The AMD/intel chips (and SMP big iron) all rely on cache coherency. The messages associated with cache coherency protocols become a limiting factor: too many messages, too long latency.
There are a few techniques for not requiring cache coherency, e.g. CSP and descendents, or MapReduce etc. We need more techniques.
You are right. There are two ways of looking at the situation, and I was mainly promoting the other way.
One way is what is the maximum number of cores you can have. (Ignoring the practicalities or limits on how many cores a system/program can usefully use). So I meant that in theory. Assuming there is going to continue to be, ever lower cost cores, in the future.
So (hypothetically), at some future date, we may see (domestic home computers), with 1,000 cores, and maybe later still 1,000,000. Later still even a billion or trillion cores. It is not clear, where the boundaries are going to be (especially if quantum computers, become a thing), and at what cost.
The fastest computer, I can quickly find by googling (Summit), seems to have around 2.5 million cores.
https://www.top500.org/system/179397Cores: 2,414,592
So, presumably, one day we will see home computers, with that kind of power (2.5 million cores, Theoretical Peak (Rpeak) 200,795 TFlop/s), for under $1,000. But when ?
2021, 2030, 2050/60, 2199, 9998 ?
But on the other hand (what you seem to be describing), there are limits as to how many cores an actual real life problem or program(s), can actually, really use.
For some problems, such as converting a long video, from one format to another (or compressing it), the video, can be split into hundreds of thousands of individual frames, and each frame can have millions of pixels.
So, millions of cores, can fairly easily be used in parallel.
But many other problems, need communications (such as the cache you mentioned, as part of shared memory), which can severely limit the number of cores that can be usefully used to parallelize a particular task.

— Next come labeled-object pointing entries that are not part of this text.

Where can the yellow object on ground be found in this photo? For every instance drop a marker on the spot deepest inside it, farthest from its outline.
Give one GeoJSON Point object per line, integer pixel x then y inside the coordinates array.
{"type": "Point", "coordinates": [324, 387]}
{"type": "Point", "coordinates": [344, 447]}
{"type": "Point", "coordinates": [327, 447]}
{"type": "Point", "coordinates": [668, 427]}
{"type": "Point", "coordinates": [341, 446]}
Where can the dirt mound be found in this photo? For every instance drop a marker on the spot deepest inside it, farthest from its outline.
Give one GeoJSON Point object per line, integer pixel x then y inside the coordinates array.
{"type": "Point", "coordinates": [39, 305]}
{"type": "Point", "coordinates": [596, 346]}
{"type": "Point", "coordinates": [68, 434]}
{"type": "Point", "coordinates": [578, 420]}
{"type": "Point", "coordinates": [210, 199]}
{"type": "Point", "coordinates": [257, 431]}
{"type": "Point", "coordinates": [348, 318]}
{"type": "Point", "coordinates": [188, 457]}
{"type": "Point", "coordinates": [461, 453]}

Also (as you said), latency, can be the fundamental limit. Which can be the case, especially in some real time embedded systems. E.g. A car, which essentially has to respond to certain events (such as air bag deployment), in rather limited amounts of time. Otherwise the accident (or whatever the driver/car was trying to do), is over, and it is too late.
So, things like the XMOS xCORE, may well help provide a starting point for such work. Which is what the Inmos Transputer, and its Occam programming language. Were trying to achieve, many years ago.
Sadly, the reality is that single core performance, is still the main performance factor, for many things, and C/C++ (like) languages, rather than highly parallel languages, are still the norm.
tl;dr
Even if hardware, with many cores, becomes cheap and common place. The software to use such potentially huge computing power, could be a decade or many decades away. In a number of cases, it is theoretically believed, that it is not even possible (such as what is known as Amdahl's law).
https://en.wikipedia.org/wiki/Amdahl%27s_law